More on bilocation and movement

It is often said that the four-dimensionalist doesn’t have a good theory of movement beyond the at-at theory which holds that

1. to move is to be at x₁ at one time and at x₂ at a different time, where x₂ ≠ x₁.

However, I am inclined to think the at-at theory is false due to an argument that my son came up with: if an object is bilocated at both x₁ and x₂ at one time and stays unmoved in both locations until a later time, then it is true that the object is at x₁ at one time and at x₂ at another time, and yet has not moved.

It is interesting that this argument also works against the most natural tensed theory of movement, namely that:

2. an object has moved provided that it was at x₁ and is at x₂, where x₂ ≠ x₁.

For imagine that an object was and still is bilocated between x₁ and x₂ and has remained entirely unmoving. Nonetheless, it was at x₁ and is now at x₂, and x₂ ≠ x₁, so according to (2) it has moved.

Thus, my son’s argument against the at-at theory does not seem to confer an advantage on the A-theory of time.

It is tempting to tweak (2) to something like this:

3. an object has moved provided that the set of locations at which it is now present is different from a set of locations at which it was present.

But that fails. For cessation of bilocation is not movement. If an object was bilocated between two locations x₁ and x₂, and then ceased to exist at x₂, while remaining at x₁, the object nonetheless did not move, even though (3) says it did.

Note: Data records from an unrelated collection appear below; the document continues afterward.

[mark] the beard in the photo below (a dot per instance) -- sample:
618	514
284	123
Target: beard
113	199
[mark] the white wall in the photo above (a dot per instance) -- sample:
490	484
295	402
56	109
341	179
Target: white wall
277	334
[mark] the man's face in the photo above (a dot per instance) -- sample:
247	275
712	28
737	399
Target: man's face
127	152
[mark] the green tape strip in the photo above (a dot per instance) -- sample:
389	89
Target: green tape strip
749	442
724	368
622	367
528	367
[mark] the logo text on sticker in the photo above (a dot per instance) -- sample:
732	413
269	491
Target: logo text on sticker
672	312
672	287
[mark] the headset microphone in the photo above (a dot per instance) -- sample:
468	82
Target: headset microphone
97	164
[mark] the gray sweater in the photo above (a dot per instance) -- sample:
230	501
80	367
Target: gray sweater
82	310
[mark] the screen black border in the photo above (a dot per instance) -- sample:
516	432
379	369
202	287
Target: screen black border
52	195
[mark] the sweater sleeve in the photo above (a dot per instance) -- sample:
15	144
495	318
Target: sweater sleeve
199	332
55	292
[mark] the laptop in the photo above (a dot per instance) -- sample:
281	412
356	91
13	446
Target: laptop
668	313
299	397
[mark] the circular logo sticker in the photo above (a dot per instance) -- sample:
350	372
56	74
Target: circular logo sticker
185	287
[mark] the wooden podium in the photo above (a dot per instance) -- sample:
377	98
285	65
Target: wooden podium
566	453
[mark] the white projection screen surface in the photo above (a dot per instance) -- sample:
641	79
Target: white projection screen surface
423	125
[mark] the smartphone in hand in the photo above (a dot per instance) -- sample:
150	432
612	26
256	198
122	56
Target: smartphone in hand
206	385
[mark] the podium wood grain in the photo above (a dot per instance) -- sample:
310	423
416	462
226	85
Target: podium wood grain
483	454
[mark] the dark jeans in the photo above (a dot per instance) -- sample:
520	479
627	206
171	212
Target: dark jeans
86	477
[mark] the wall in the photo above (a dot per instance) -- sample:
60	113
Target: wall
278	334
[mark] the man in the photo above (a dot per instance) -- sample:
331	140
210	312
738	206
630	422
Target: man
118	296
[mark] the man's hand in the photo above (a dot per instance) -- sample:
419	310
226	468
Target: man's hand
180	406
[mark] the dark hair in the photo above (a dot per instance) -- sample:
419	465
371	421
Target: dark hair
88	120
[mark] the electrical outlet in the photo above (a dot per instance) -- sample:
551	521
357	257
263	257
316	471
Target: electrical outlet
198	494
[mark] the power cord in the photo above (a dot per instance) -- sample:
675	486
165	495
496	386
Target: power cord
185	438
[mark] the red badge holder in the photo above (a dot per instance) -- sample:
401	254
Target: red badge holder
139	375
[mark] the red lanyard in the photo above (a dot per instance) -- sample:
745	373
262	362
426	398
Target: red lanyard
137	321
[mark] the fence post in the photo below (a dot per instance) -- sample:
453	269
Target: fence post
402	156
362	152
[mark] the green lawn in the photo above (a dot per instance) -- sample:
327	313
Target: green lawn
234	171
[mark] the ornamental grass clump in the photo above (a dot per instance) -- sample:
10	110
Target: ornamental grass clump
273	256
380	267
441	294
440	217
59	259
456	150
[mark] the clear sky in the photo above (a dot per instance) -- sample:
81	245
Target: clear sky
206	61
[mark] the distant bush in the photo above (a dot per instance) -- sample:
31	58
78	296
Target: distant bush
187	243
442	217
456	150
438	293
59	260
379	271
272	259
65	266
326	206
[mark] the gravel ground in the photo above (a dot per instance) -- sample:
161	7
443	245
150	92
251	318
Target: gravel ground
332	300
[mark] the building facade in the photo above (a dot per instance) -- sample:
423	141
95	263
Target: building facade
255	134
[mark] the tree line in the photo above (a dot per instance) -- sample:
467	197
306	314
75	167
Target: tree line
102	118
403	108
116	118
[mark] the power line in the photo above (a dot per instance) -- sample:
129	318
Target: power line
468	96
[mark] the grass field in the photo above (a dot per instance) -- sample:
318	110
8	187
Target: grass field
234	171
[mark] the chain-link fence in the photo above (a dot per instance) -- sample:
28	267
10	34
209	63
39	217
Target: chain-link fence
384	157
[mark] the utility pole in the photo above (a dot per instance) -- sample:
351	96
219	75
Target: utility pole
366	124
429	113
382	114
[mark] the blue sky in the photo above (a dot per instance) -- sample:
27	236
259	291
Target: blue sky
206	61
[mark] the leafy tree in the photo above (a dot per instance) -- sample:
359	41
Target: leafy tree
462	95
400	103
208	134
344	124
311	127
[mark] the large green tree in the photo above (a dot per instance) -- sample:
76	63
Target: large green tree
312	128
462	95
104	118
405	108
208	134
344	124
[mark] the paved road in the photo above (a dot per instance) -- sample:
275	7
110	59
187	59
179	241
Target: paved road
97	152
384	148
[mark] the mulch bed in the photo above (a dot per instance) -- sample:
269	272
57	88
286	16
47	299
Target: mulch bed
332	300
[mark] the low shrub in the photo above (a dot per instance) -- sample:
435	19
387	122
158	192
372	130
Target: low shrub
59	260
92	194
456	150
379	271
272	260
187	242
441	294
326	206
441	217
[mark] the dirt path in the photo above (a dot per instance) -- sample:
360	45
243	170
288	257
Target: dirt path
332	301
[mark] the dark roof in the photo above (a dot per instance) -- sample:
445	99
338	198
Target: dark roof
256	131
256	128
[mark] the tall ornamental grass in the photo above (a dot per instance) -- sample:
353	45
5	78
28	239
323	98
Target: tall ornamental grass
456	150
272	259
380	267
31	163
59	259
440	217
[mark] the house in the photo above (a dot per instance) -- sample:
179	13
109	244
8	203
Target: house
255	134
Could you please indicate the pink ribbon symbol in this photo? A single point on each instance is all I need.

Furthermore, space at least could be discrete. So imagine a point particle that was bilocated at two neighboring points x₁ and x₂ in space. The particle then simultaneously moved from x₁ to x₂ and from x₂ to x₁. Yet the set of points occupied by the particle was the same as it is now. So (3) says it did not move, but it did move, twice over.

I suppose one can deny the possibility of bilocation. But that is a big price to pay, I think.

I suspect that any theory of change that the A-theorist comes up with that solves this problem will also solve the problem for the four-dimensionalist.

Movement

The following seem quite plausible:

1. It is possible for an object both (a) to have both a first and a last moment of its existence and (b) to be moving at every time during its existence.
2. It is not possible for an object (a) to exist at only one time and yet (b) be moving.

By (2), movement is not an instantaneous property: it is not a property an object has solely in virtue of how it is at one moment. By (1), however, movement is not a property defined in terms of the past and present states of an object (say, "an object moves at a time provided that it is a different location from where it was in the past"), since it can move at the first moment of its existence; nor is it a property defined in terms of the present and future states of the object since it can move at the last moment of its existence.

So what is movement? We could say that an object is moving at time t provided that there are arbitrarily close moments t* at which the object is in a different location. This would make sense of both (1) and (2). But this account falsifies the following intuition:

3. If a ball is thrown vertically into the air, then at the high point of its flight it is not moving.

(If it were moving, would it be moving upward or downward?) For at moments arbitrarily close to that top-point time, the ball is at different locations.

We could try to define movement in terms of there being a well-defined non-zero derivative of the position with respect to time, with the derivative being one-sided at the beginning and end of the object's existence. But then, given continuous time (which we need anyway to have time-derivatives), an object could continuously change location without ever moving, since there are continuous nowhere differentiable functions.

So what should we say? I think it is that the concept of "moving at time t" is underspecified, and specifications of it simply aren't going to cut nature at the joints. Being at different places at different times (at least relative to a reference frame) makes good and fairly precise sense. But moving (or changing) at a time does not. Zeno was right about that much.